- Location: Srinagar district, Jammu and Kashmir
- Coordinates: 34°8′38″N 75°6′36″E﻿ / ﻿34.14389°N 75.11000°E
- Type: Alpine Lake
- Primary inflows: snowmelt
- Primary outflows: Daghwan Nalla
- Frozen: December to March

= Marsar Lake =

Lake in Jammu and Kashmir, India

The Marsar Lake is an oligotrophic alpine lake located in Srinagar district in Jammu and Kashmir, India in the disputed Kashmir region. It is located within Dachigam National Park, and is close to the Aru valley.

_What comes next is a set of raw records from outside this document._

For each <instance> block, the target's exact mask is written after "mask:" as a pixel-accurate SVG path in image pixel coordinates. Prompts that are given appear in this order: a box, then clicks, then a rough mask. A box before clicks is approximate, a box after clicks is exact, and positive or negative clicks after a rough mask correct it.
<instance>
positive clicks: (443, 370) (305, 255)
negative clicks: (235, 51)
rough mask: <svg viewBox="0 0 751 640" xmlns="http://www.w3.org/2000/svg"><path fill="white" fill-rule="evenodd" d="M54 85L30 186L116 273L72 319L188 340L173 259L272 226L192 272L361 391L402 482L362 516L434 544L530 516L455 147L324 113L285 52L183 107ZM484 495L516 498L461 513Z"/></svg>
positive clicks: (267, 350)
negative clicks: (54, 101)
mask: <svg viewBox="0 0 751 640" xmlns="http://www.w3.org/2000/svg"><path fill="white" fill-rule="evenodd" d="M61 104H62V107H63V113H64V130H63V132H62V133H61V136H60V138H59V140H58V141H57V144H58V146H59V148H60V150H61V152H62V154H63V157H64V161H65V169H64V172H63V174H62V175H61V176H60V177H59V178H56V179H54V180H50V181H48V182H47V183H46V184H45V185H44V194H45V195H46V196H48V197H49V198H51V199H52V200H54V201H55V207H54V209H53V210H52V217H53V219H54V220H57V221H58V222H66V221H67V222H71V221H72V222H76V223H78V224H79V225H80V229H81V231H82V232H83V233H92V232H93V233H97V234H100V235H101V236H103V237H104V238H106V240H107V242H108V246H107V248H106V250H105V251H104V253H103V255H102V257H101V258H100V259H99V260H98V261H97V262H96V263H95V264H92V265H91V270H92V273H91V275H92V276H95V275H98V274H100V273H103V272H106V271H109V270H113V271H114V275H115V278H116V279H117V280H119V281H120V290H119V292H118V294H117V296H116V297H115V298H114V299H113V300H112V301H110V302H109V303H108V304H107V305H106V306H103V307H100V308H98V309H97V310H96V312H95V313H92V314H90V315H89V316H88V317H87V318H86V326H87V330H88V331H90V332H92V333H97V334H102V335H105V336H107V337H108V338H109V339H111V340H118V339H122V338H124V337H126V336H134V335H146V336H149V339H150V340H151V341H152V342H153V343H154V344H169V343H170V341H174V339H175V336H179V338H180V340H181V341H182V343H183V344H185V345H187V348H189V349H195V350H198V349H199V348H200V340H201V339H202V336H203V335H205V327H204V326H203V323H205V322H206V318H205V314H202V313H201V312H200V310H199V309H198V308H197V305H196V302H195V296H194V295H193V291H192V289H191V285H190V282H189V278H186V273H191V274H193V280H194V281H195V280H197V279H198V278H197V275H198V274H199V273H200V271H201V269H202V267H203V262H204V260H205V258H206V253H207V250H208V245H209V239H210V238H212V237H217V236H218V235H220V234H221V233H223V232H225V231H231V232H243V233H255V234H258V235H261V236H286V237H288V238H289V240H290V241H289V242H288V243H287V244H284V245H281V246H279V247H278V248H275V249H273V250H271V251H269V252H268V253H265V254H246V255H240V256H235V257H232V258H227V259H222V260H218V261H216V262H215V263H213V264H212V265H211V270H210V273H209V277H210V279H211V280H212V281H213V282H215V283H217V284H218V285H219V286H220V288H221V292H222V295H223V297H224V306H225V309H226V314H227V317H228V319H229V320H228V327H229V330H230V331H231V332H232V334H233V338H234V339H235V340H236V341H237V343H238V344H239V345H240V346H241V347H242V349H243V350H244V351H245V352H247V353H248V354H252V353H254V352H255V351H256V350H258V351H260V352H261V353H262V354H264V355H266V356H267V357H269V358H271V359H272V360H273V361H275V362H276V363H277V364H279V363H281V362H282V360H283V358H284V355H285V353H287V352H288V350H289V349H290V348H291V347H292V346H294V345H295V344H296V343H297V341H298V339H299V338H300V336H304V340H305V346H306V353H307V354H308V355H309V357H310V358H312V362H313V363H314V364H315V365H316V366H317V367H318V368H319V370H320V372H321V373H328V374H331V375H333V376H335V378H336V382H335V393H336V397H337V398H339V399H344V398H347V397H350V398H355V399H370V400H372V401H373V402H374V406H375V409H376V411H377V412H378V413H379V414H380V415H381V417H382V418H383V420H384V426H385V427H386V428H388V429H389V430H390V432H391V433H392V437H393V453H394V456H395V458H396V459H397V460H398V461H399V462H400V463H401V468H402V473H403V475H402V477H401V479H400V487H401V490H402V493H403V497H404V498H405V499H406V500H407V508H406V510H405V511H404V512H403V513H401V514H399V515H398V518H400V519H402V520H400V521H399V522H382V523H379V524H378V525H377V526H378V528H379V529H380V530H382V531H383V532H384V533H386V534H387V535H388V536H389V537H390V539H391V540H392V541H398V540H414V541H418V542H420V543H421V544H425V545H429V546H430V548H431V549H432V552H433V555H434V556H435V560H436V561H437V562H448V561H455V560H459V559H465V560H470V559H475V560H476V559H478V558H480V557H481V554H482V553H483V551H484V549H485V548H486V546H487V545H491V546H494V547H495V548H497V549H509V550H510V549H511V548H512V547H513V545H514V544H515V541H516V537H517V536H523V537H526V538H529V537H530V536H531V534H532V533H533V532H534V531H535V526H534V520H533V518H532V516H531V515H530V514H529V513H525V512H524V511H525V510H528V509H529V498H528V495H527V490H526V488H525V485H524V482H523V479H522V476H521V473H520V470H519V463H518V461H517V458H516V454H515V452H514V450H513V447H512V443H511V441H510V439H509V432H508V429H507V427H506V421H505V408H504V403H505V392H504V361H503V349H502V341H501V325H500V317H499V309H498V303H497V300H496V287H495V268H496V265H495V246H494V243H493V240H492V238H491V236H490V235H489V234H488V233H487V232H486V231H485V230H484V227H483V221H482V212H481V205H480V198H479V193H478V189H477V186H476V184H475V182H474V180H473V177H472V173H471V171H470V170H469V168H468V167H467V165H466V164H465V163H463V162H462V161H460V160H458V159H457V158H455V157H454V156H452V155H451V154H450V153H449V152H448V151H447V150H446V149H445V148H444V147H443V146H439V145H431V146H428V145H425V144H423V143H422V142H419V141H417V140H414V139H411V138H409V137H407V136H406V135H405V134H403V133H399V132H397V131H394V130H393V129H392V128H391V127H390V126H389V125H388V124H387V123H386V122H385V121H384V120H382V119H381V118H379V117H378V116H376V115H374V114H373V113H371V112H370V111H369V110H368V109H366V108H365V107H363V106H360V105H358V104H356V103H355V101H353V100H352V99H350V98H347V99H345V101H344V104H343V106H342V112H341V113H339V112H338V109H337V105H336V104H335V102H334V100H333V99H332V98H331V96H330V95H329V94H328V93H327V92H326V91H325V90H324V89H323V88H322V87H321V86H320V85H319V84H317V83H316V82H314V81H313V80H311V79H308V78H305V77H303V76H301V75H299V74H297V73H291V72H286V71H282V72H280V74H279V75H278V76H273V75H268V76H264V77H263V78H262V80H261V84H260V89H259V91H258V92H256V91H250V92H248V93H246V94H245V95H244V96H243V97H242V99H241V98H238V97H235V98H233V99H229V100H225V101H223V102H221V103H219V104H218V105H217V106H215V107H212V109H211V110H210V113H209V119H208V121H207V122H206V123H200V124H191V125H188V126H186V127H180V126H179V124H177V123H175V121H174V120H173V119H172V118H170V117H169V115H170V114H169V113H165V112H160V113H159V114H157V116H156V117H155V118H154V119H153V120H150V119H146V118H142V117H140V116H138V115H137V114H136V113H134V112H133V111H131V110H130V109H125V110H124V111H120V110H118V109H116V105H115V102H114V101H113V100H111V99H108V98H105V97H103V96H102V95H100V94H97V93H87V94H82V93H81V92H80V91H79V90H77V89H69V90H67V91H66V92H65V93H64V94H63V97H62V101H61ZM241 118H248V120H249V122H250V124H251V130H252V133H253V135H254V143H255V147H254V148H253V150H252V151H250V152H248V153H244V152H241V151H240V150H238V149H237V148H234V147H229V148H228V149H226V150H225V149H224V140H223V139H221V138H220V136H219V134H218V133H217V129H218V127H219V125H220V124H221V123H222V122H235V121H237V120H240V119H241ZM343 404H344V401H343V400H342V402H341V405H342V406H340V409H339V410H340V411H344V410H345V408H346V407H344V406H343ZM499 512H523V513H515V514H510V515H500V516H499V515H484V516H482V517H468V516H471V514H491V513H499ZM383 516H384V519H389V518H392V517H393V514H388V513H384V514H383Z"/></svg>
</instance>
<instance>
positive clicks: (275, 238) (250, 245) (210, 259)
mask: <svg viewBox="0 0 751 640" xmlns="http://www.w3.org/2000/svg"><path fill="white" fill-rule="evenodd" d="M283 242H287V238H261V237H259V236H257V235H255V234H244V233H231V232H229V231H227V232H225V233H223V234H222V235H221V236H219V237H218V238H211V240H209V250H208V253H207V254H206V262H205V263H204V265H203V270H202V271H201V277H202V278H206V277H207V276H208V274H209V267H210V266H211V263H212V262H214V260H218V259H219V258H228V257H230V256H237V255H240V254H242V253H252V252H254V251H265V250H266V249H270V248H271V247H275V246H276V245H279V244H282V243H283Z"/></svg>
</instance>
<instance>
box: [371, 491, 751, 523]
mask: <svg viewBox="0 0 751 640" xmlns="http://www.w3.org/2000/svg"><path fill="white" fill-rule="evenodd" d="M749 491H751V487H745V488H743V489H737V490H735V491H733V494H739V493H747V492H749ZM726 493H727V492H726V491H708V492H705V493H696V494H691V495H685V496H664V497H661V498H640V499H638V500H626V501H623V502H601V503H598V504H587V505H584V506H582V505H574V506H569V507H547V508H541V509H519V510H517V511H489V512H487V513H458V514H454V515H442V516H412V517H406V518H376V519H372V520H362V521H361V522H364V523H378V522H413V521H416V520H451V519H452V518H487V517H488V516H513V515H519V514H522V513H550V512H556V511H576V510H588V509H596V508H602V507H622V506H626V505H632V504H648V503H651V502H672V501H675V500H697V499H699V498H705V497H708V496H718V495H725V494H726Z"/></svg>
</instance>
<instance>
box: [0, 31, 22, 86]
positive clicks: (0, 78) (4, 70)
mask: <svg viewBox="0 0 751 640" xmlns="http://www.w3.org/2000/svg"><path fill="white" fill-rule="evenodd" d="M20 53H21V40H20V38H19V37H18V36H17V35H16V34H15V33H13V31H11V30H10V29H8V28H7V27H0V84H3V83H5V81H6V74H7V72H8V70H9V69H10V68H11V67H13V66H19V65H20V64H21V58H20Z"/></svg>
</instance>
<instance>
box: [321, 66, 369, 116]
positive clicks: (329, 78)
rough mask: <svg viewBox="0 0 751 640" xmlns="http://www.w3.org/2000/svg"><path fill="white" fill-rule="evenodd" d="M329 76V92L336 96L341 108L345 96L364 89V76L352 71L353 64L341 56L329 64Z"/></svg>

The lake is separated by a mountain with a minimum peak elevation of 4000 m from another lake of the same nature known as Tarsar Lake. Due to their close proximity and similar physical characteristics, the two lakes are often called as the "twin sisters". The site has over the years become a famous tourist destination. Tarsar-Marsar Trek is one of the highly opted treks of the Kashmir Valley. A stream (Dagwan Nallah) emerges from this lake, which travels through the Dachigam valley and enters Srinagar near Harwan garden where it fills the Sarband reservoir. This stream is joined by another stream which flows from Mount Mahadeo near the Telbal village and from thereon it is called the Telbal Nallah which is the primary source of the Dal Lake.